Parental Child abduction thus is the most prevalent mode of child abuse in our midst. It arises when one parent or other forces adamantly retains a child from the other parent’s care.
Psychotherapy, behavioral and mental health research shows that victims of parental abduction undergo psychological effects. In Kenya mainly fathers and their children suffer from these conditions. Reactive attachment that shapes negative behaviors involves the varied effects that arise upon abrupt detachment of a child from a parent.
In our societies in Kenya most perpetrators of child abduction involves women and their parents and other relatives. Extortion in terms of undue financial gains and blackmails for payment of dowry are some of the root causes of parental child abduction crimes that go un-checked. Indeed the courts are full of cases where women are seeking to benefit from men simply because they are in custody of children.
Kenyan laws that seek to protect children who law deems “innocent” can be cited under the children act (cap 586) and the Matrimonial causes act (cap152).
According to the former, every child has a right to parental care that involves both parents. Every child also has a right to health care and a right for identity, education a right to be protected from harmful cultural rites among others. It is therefore rightly a child abuse crime for a parent or any other person to purposely conspire as of to derive the rights of a child in order to gain personal or group interests.
Children who are victims of child abduction suffer from identity crisis and mostly develop negative attitudes towards life. Some cultural rites like forced dowery through child abduction in some local communities in Kenya contribute to the harmful cultural rites being perpetrated against children.
Constitutional reforms consequently should address on the issue of child abuse and in particular the issue of child abduction. Ruining young lives for material exploitations should be against law in Kenya. Indeed in many states of the world this vice has not really been identified critically as a grave social ill attached to the fundamental human rights.
In particular, parental child abduction is tolerated under the blankets of marital laws. In many parts of the world such laws fail to critically recognize or identify the critical other side of the coin.

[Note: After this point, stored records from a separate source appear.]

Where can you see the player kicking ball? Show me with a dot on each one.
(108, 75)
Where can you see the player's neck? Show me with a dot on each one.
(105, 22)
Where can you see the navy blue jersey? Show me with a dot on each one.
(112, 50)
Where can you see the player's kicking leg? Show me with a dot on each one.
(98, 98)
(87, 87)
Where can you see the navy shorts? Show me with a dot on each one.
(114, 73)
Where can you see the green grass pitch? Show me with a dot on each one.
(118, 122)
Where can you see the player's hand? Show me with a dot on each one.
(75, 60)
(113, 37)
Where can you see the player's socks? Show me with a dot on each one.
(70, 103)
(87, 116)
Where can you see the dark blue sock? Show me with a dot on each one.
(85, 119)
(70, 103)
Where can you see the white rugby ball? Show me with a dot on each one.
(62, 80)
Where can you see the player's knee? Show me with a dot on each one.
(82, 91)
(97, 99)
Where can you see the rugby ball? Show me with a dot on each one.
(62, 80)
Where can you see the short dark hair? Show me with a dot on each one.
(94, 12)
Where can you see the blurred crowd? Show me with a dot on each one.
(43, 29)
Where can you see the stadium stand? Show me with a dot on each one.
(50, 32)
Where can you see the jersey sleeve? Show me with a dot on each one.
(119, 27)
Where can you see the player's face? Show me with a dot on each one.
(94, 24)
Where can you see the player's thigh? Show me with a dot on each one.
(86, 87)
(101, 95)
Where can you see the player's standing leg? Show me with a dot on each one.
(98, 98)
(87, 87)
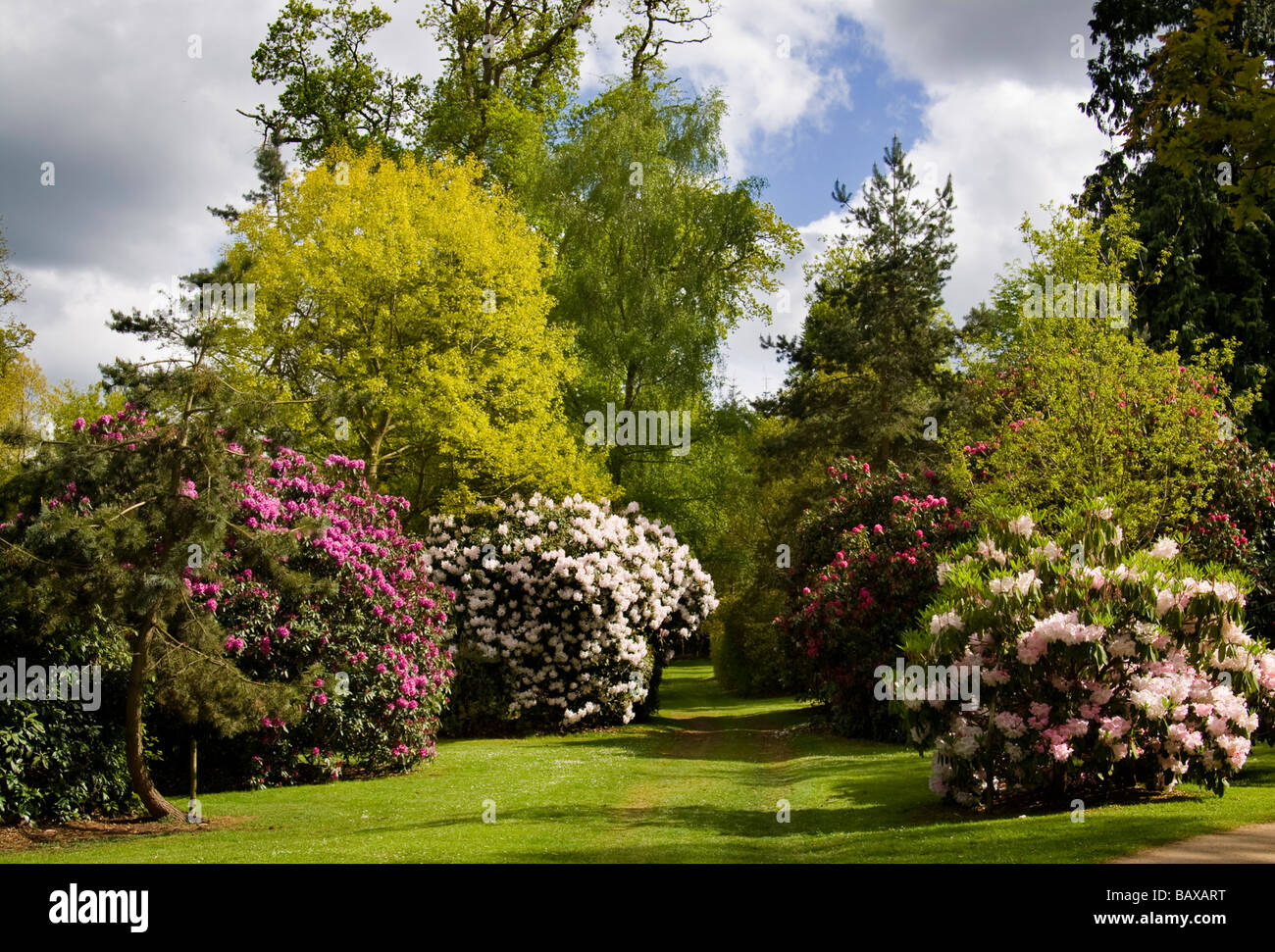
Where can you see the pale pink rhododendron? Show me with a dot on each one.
(1129, 670)
(566, 607)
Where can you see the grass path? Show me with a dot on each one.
(700, 782)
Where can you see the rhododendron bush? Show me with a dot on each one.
(565, 611)
(863, 566)
(1238, 529)
(368, 638)
(1100, 670)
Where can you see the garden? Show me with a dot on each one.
(358, 581)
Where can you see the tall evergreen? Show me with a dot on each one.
(870, 369)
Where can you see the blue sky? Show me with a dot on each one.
(143, 135)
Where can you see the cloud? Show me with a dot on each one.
(1001, 92)
(782, 67)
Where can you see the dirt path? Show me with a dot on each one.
(1248, 844)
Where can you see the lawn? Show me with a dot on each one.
(700, 782)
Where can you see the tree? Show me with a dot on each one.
(22, 383)
(870, 366)
(14, 336)
(109, 517)
(404, 306)
(509, 72)
(1198, 276)
(1063, 402)
(332, 96)
(1211, 105)
(658, 258)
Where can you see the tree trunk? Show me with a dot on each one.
(138, 774)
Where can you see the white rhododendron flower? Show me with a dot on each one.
(1023, 526)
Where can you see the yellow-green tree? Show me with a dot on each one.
(404, 307)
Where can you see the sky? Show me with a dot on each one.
(143, 135)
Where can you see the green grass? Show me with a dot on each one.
(697, 784)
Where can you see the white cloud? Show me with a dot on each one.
(776, 63)
(1001, 116)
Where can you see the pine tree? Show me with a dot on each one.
(871, 365)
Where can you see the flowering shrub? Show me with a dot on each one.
(565, 611)
(865, 566)
(1074, 409)
(1097, 671)
(1238, 529)
(364, 631)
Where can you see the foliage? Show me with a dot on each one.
(1238, 529)
(870, 366)
(1099, 671)
(1198, 279)
(1056, 403)
(1211, 105)
(658, 260)
(335, 94)
(362, 628)
(746, 646)
(408, 301)
(568, 608)
(863, 566)
(60, 761)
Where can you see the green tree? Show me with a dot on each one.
(658, 256)
(336, 94)
(871, 364)
(1063, 402)
(403, 306)
(1211, 105)
(98, 531)
(1198, 278)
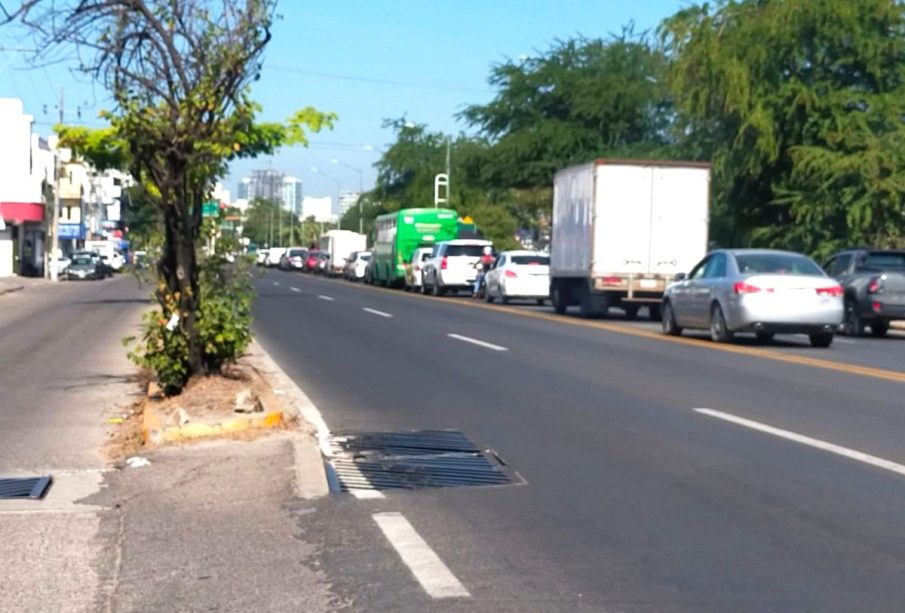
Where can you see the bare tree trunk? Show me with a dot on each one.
(178, 268)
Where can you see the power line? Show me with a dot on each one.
(361, 79)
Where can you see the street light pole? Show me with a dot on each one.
(338, 189)
(360, 190)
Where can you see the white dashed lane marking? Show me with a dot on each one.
(479, 343)
(845, 452)
(430, 571)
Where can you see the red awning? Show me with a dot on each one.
(19, 212)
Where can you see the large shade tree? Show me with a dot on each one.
(179, 74)
(800, 107)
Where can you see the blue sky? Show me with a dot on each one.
(366, 61)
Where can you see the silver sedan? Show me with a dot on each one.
(762, 291)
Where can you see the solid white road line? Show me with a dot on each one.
(428, 568)
(475, 341)
(376, 312)
(852, 454)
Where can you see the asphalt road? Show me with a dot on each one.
(63, 370)
(644, 488)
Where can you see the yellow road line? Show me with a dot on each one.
(851, 369)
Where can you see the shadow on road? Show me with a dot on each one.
(117, 301)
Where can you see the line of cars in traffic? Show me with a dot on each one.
(86, 264)
(763, 292)
(314, 261)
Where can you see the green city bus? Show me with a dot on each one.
(400, 233)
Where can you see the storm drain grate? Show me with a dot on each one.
(24, 487)
(412, 460)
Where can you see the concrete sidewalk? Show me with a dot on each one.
(11, 284)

It pays little for example for a couple that is not committed to live together forever as of raising up an upright family, to be allowed to give birth to children. It is better for the law to give way to punish spouses who adamantly bring forth off springs that won’t get proper parental care.
It should be criminal for any person and especially mothers to take advantage of children custody provisions to deny them a full parental care as of for self gains.
The laws concerned should also take into account the fundamental human rights of the other victims of child abduction including mostly fathers and their extended families. It should be a crime to adamantly deny one parental love and care to a child. Critics say that law should be a fundamental human right but not a weapon.
This means that it should be a guideline to better lives to all but loopholes should not be left out for exploitation by some people in society.
The law according to the social critics should strive at creating a concrete society where ethics flourish society with crumbling ethical values is a dying society. Unethical practices that nurture up un-checked only but signify doom to human society.